The project is expected to produce 250,000 ounces per annum once the underground development is completed with an initial operating mine life of more than 12 years. Nominal upfront capital investment was required to develop the project resulting in the company not needing to undertake an earnings per share dilutive capital raising.
Subsequent to Market Wire highlighting these issues, the company’s share price has increased more than 25% from $1.31 to hit a high of $1.68 on Friday. This compares with the group’s 12 month consensus price target of $2.00.
Following this morning’s encouraging news regarding the delineation of further high-grade intercepts at Syama, Resolute could push up towards this level sooner rather than later.
High-grade intercepts from deep drilling included 62 metres grading 6.7 grams per tonne, 46 metres grading 3.1 grams per tonne and 23 metres grading 3.6 grams per tonne.
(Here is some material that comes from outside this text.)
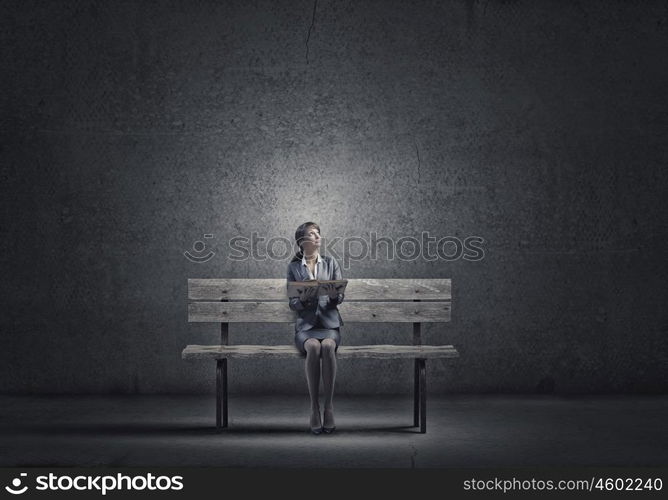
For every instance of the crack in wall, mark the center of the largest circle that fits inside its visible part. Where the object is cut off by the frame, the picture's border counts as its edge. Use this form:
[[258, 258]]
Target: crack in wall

As highlighted by management, the results confirm the consistency and continuity of mineralisation below the current Syama underground Reserve and emphasise the possibility of future expansion and extension to the Syama gold mine.
Managing Director John Welborn said, ‘The DFS is based on the current underground reserve which has not yet been updated with results from the deep drilling program and we expect to materially increase the resource in due course’.
Wellborn said he is also considering the potential to expand future production. Should the current drilling program which extends through to the end of 2016 indicate there is the potential to extract significantly more gold from an underground project there is the possibility that Resolute could consider the construction of a larger plant capable of delivering higher annual production than has currently been modelled.